Llevo tres años con el diagnóstico del VIH y no es tan horrible como he leído por aquí. Lo sé, las personas se quieren desahogar, pero hay tiempo para superar lo que por propias decisiones nos ha pasado. Vivir con el virus es algo normal. A veces, cuando nos da gripa, estornudamos, nos duele alguna parte del cuerpo o alguien nos mira, de inmediato pensamos que es culpa del VIH. ¡NO! No todo gira alrededor del VIH. Tu cuerpo sigue siendo el mismo, tu vida sigue siendo la misma, a veces hasta se olvida del diagnóstico. Las pastis en la noche parecen vitaminas o algún método de planificación. Si tú te estás chequeando y mirando tus CD4, todo está bien. Mientras tomes mucha agua todo está bien; si sonríes, todo está bien.

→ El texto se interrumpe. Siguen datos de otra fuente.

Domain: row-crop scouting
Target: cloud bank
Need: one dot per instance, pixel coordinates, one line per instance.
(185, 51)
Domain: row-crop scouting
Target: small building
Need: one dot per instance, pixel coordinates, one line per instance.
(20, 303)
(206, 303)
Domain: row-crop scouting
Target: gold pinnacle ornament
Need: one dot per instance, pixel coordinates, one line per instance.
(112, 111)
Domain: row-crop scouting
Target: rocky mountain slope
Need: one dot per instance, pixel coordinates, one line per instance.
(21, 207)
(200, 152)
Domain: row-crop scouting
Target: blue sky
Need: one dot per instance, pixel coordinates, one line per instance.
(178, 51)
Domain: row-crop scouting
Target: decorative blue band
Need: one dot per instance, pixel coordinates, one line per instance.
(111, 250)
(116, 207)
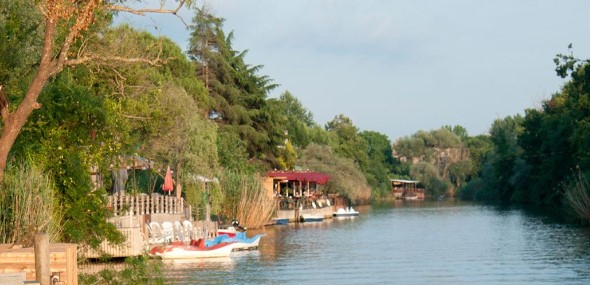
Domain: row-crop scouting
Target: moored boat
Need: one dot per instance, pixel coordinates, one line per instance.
(179, 250)
(348, 212)
(239, 242)
(232, 230)
(311, 218)
(280, 221)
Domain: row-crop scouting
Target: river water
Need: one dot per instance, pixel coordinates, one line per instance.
(407, 243)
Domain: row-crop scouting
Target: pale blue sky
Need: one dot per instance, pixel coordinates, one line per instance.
(397, 67)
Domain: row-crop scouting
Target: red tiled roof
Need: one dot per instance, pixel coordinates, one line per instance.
(303, 176)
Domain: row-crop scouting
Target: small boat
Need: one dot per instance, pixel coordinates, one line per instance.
(231, 230)
(411, 198)
(280, 221)
(311, 218)
(239, 242)
(179, 250)
(348, 212)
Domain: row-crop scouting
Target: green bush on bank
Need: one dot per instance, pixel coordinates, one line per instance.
(136, 270)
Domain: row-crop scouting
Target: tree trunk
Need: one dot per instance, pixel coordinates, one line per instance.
(42, 270)
(13, 122)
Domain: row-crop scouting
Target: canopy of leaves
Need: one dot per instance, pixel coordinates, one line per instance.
(345, 178)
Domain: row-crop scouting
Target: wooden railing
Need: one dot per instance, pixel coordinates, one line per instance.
(145, 205)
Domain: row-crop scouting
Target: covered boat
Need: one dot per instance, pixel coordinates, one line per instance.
(239, 242)
(179, 250)
(348, 212)
(311, 218)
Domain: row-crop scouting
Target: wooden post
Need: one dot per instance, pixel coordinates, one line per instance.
(42, 258)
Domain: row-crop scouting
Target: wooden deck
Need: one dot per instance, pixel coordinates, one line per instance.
(62, 262)
(132, 216)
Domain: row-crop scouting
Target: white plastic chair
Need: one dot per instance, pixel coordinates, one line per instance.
(179, 233)
(167, 231)
(188, 229)
(156, 235)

Actualmente tengo pareja, desde hace dos años, es seronegativo al VIH y sabe mi diagnóstico. En la cama todo es maravilloso: morbo, confianza, placer, lujuria, amor, no hay estigma... Hay penetración normalmente, pero siempre utilizamos condón por aseo y porque siempre lo exijo para cuidarle.

La relación con mi familia es buena. A veces hay discusiones, risas, paseos o reuniones, nada es culpa del VIH. Si estás cansado, no le eches la culpa al VIH; si no tienes un buen día, no le eches la culpa al VIH; si estás sudando del calor climático, no le eches la culpa al VIH; si tienes mucho frio, no le eches la culpa al diagnóstico.

No por ser VIH positivo dejé mis sueños a un lado o mis metas por cumplir. He viajado al exterior con esfuerzos de trabajo y todo es normal. Estoy estudiando en la universidad mi segunda carrera y es normal. A veces peleo con mi pareja y nunca culpo al VIH.

Hay cosas más prioritarias que preocuparme por querer sacar de mi sangre algo que no podré jamás. Vive con lo que hay, sé feliz con lo que hay, solo cuídate y quiérete. Un abrazo.